For the separate hyperparameters for small molecule training, are you suggesting manually specify the hyperparameters for each permutation of the 2-body/3-body kernels? So that GP has different cutoffs and parameters for bonded interaction and nonbonded interactions (or the interactions I am most interested with)?

Thank you! Aaron

mkrompiec commented 3 years ago

@aaronchen0316 Yes, see https://flare.readthedocs.io/en/latest/flare/kernels/mc_sephyps.html

YuuuXie commented 3 years ago

Hi @YuuuXie,

There is no LAMMPS error message from using MGP pair style. The issue refers to the "wrong" behavior in the systems. For example, I re-ran the Al Melt from your Materials Cloud Archive, mapped the GP to the MGP pair style, ran a much larger Al system with increasing temperature in NPT ensmble. The thermo and other physical property (i.e. density) were okay after a sanity check.

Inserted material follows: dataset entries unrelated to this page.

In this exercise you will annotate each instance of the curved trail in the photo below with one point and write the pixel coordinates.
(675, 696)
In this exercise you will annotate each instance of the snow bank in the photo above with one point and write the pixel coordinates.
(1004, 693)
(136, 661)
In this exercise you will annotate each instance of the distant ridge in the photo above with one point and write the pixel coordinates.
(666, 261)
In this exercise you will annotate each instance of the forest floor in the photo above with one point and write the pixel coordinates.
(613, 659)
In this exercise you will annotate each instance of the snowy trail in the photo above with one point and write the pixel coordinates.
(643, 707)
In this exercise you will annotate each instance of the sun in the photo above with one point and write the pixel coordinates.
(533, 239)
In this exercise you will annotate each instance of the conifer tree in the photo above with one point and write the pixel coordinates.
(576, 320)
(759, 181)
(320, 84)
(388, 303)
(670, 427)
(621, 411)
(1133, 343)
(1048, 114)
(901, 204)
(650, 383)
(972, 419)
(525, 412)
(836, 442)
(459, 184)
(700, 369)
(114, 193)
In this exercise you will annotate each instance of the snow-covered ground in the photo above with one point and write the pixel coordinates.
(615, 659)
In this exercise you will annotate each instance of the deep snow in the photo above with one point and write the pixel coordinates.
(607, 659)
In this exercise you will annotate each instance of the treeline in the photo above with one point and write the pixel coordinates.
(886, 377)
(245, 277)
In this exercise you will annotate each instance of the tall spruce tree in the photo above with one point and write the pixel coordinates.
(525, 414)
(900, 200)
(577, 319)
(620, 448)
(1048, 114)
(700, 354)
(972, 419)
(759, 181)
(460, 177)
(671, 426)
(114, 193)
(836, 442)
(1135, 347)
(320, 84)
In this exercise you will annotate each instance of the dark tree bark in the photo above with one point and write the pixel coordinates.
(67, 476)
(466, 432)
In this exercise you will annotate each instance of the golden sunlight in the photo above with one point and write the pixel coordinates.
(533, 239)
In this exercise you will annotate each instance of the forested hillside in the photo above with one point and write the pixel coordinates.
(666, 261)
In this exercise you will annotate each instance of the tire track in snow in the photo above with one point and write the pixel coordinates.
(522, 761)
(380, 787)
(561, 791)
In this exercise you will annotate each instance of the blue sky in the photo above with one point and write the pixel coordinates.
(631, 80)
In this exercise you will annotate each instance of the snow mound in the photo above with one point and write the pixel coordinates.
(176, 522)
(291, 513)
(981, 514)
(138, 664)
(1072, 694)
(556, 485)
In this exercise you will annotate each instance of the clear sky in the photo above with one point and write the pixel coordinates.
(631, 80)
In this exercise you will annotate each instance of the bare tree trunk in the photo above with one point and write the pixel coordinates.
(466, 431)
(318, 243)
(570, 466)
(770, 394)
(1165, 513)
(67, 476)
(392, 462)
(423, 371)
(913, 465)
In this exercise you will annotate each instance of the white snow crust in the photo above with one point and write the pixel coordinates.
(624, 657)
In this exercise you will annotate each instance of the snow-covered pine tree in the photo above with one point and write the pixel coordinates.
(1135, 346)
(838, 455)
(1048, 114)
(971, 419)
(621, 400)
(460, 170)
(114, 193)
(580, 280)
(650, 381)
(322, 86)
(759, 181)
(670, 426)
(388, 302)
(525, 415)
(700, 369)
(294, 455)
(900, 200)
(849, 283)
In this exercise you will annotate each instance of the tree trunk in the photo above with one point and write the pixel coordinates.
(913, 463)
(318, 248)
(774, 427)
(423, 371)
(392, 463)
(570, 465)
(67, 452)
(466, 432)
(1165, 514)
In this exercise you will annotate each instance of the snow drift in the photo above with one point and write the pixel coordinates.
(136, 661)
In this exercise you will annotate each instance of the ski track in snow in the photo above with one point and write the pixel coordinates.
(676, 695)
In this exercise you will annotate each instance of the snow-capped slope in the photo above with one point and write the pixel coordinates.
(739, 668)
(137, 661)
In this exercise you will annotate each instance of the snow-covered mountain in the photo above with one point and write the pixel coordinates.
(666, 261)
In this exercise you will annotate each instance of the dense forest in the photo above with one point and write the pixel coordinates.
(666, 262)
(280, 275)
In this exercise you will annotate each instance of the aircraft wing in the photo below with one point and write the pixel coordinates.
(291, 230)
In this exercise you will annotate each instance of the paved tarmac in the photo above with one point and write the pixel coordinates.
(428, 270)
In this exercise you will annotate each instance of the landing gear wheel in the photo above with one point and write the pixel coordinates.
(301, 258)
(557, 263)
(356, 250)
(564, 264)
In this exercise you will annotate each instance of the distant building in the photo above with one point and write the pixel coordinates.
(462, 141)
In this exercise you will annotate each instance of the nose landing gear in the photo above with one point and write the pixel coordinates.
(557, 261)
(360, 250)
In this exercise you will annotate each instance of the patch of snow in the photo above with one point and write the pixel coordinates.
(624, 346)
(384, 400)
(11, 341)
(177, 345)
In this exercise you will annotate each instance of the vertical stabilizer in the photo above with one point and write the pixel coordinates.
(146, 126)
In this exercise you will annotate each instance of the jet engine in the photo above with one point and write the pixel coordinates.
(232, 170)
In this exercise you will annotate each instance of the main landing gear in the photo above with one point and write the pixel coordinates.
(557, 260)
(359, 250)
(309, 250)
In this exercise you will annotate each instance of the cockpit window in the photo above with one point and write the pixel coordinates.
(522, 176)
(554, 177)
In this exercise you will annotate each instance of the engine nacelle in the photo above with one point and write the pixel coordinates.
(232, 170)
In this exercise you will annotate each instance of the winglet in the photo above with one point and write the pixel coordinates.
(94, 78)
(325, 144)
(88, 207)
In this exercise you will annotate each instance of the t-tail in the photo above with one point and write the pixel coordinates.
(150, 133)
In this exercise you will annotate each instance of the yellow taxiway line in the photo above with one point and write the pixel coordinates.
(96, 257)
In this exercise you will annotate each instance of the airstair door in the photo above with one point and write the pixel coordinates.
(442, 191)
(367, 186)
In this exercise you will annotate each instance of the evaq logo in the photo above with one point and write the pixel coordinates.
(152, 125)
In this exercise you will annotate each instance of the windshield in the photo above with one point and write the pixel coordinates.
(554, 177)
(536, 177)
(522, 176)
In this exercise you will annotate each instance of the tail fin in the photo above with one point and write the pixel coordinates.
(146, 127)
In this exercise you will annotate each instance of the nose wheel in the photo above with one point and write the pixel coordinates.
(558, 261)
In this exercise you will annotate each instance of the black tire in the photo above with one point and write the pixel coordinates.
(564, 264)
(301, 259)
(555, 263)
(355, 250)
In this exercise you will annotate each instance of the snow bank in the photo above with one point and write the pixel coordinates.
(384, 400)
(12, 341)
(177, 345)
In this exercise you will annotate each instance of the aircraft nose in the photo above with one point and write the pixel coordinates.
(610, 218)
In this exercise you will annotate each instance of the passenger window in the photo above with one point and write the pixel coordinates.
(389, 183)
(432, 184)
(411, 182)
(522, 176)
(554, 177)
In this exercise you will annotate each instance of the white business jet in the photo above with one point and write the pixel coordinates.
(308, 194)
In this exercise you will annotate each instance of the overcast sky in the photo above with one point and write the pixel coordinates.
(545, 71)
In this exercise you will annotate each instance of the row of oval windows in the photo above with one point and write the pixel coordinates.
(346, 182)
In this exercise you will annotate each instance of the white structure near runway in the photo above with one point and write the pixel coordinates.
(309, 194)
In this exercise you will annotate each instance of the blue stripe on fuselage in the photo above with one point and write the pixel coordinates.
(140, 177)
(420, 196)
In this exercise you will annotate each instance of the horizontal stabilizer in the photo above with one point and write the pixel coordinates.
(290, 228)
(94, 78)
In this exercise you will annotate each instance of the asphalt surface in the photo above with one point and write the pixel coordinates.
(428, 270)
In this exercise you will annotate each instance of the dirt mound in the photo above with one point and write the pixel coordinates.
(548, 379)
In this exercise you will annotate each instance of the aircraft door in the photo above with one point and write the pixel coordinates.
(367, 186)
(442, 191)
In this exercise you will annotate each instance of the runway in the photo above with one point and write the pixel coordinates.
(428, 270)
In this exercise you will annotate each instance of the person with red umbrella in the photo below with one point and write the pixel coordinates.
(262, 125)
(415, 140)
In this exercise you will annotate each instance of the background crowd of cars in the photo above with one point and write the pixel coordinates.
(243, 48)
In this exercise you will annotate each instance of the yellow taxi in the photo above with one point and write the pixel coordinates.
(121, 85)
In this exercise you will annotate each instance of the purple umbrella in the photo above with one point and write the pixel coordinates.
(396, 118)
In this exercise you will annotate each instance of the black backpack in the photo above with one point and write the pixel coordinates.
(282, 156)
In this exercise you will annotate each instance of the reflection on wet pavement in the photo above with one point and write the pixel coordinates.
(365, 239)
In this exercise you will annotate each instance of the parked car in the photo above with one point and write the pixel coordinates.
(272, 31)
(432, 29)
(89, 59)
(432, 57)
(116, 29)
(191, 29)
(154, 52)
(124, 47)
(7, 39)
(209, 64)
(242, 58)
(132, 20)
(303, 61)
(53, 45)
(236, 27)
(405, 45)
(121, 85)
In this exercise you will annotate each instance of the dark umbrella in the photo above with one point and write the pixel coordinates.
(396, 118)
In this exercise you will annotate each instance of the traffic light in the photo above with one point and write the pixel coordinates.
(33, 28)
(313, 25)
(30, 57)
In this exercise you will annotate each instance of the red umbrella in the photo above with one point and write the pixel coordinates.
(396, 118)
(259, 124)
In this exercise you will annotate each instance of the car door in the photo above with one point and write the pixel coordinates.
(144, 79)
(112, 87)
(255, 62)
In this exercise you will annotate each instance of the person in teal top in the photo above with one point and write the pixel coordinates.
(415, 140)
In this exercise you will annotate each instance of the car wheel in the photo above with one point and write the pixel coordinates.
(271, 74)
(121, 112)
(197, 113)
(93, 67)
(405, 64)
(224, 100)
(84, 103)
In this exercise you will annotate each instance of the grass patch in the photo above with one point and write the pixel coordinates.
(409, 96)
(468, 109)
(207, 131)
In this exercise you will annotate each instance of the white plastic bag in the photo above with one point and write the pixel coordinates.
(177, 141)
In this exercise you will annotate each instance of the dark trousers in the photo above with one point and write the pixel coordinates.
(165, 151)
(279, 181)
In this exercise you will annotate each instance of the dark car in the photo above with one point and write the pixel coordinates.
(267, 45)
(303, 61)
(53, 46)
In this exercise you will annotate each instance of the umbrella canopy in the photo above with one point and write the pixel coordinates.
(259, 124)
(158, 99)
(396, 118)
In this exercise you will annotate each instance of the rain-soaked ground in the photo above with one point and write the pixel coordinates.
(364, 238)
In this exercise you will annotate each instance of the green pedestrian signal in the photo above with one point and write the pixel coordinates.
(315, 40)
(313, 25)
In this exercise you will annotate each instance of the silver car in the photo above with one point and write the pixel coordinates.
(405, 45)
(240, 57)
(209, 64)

However, when I followed the same step for my metal melt (I used ASE_OTF for this one), atoms quickly blow apart in LAMMPS during NPT ensemble, even though the OTF training error was low at different temperature range. One thing I noticed was the pressure at NVE or NVT ensemble was extremely high. That's why I am wondering whether my training procedure could be wrong. Maybe the std_tolerance is too high, the number of atom is too small so that the lack of atomic environment causes GP overfitting, or I should use OTF instead of ASE_OTF for now etc.?

Again, thank you very much for your help!

Based on my experience, the blow-up of the system is usually because the interatomic distance becomes too small, such that it goes below the lower bound of MGP.

Are you using the latest MGP pair style code in our master branch? I updated it a few weeks ago, adding some error info when the interatomic distance becomes lower than the MGP lower bound. I would expect the MD to be interrupted before blowing up in your system then.

If this is the case, as a solution, you can try increase the lower_bound_relax (the default is 0.1). Because the MGP lower bound is defined as smallest interatomic distance in training set minus lower_bound_relax. Therefore, you can try lower_bound_relax=0.5 or larger value. But you'd better also include some training data of such close interatomic distance frames into your training set, since the original training set has never seen such close configurations.

As for the ASE_OTF, I think recently @jonpvandermause is using it, probably can comment on it.

aaronchen0316 commented 3 years ago

Based on my experience, the blow-up of the system is usually because the interatomic distance becomes too small, such that it goes below the lower bound of MGP.

Are you using the latest MGP pair style code in our master branch? I updated it a few weeks ago, adding some error info when the interatomic distance becomes lower than the MGP lower bound. I would expect the MD to be interrupted before blowing up in your system then.

If this is the case, as a solution, you can try increase the lower_bound_relax (the default is 0.1). Because the MGP lower bound is defined as smallest interatomic distance in training set minus lower_bound_relax. Therefore, you can try lower_bound_relax=0.5 or larger value. But you'd better also include some training data of such close interatomic distance frames into your training set, since the original training set has never seen such close configurations.

As for the ASE_OTF, I think recently @jonpvandermause is using it, probably can comment on it.

I haven't recompiled my LAMMPS with the latest MGP pair style code and I will certainly update it. Thank you for your input on making the MGP and adding the training set!